Tuesday, March 10th, 2020

How do you power a steam train at Pickering without UK coal?

The search is on to find a more reliable source of fuel for the North Yorkshire Moors Railway.

Like most heritage lines it needs coal to power the steam trains.

Thirsk and Malton’s MP, Kevin Hollinrake, says he is working with ministers to plan ahead for when UK production ceases as a consequence of the coming ban on coal in homes and power stations.

NYMR General Manager Chris Price explains that Imported coal is more expensive and could cost them an extra £900k per year.

He also argues that transporting the fuel to the UK is hardly environmentally friendly.

Kevin Hollinrake said

“The North Yorkshire Moors Railway is a hugely popular tourist attraction, starting in Pickering and making its way to Whitby though the most stunning of scenery.

It is estimated that it generates £40 million indirectly into the local economy and is part of a tourist industry which employs 4,000 people and 22,000 volunteers.

We certainly do not want to lose it but I am very concerned that heritage rail will not be able to guarantee an affordable supply of fuel in the years ahead before environmentally friendly alternatives have been properly developed and produced at scale.”

 

The MP says he has met with Defra minister Rebecca Pow MP, Tourism minister Nigel Huddleston MP, All-Party Parliamentary Group on Heritage Rail Chair Rt Hon Liz Saville Roberts MP together with representatives from the Heritage Rail Association (HRA) and the NYMR in Parliament to discuss the uneconomical reality of relying on imported coal in the short term if domestic production ends.

 

Coal NYMR Hollinrake Meeting

 

Imported coal is more expensive and could cost NYMR alone an extra £900k per annum which would place a huge financial burden on the railway and would be unsustainable for smaller heritage lines.

Heritage rail companies such as NYMR recognise concerns over coal pollution and are already working with other agencies such as the Northern Forest Initiative on Carbon Capture projects, and some railways are looking at innovative research and development schemes to power historic trains in the future.

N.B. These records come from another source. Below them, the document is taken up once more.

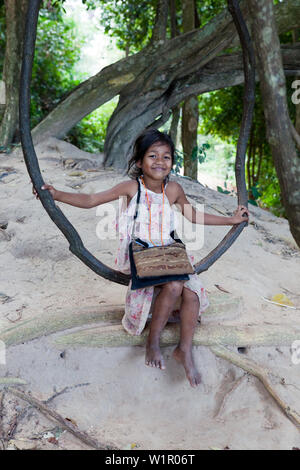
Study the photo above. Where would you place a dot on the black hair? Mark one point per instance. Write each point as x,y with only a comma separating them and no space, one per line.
141,145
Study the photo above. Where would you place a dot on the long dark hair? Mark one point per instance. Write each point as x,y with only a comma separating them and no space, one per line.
141,145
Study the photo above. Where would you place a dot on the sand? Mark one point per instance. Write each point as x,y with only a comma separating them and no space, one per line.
109,392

The industry wants to move away from fossil fuels into bio-coal or a hydrogen powered solution. However, these alternatives cannot yet power the trains to sufficient speeds and are too expensive to be a viable option at the moment.

The MPs considered a proposal to provide support with the initial cost of importing coal, which is expected to be about £2-3 million, to establish necessary power supply lines to import bituminous (lumped) coal.

The Ministry of Housing, Communities and Local Government is also considering planning permissions to extend the life of or to create new coal mines allowing the UK to produce its own coal specifically for heritage railways as well as for heavy industries (steel and cement) rather than importing from Russia and therefore avoiding the environmental impact that this would entail.

Steve Oates, Chief Executive of the Heritage Railway Association, said he was very encouraged

“Having stressed the economic, PR and social value of heritage railways to the UK’s visitor economy and to numerous local rural economies it is reassuring to know that the Government has no desire to see the end of heritage steam.

Kevin Hollinrake said he will take this up with BEIS and Local Government ministers but he remains open to new ideas that can help heritage rail flourish in the years ahead whilst they continue working on developing environmentally friendly alternatives.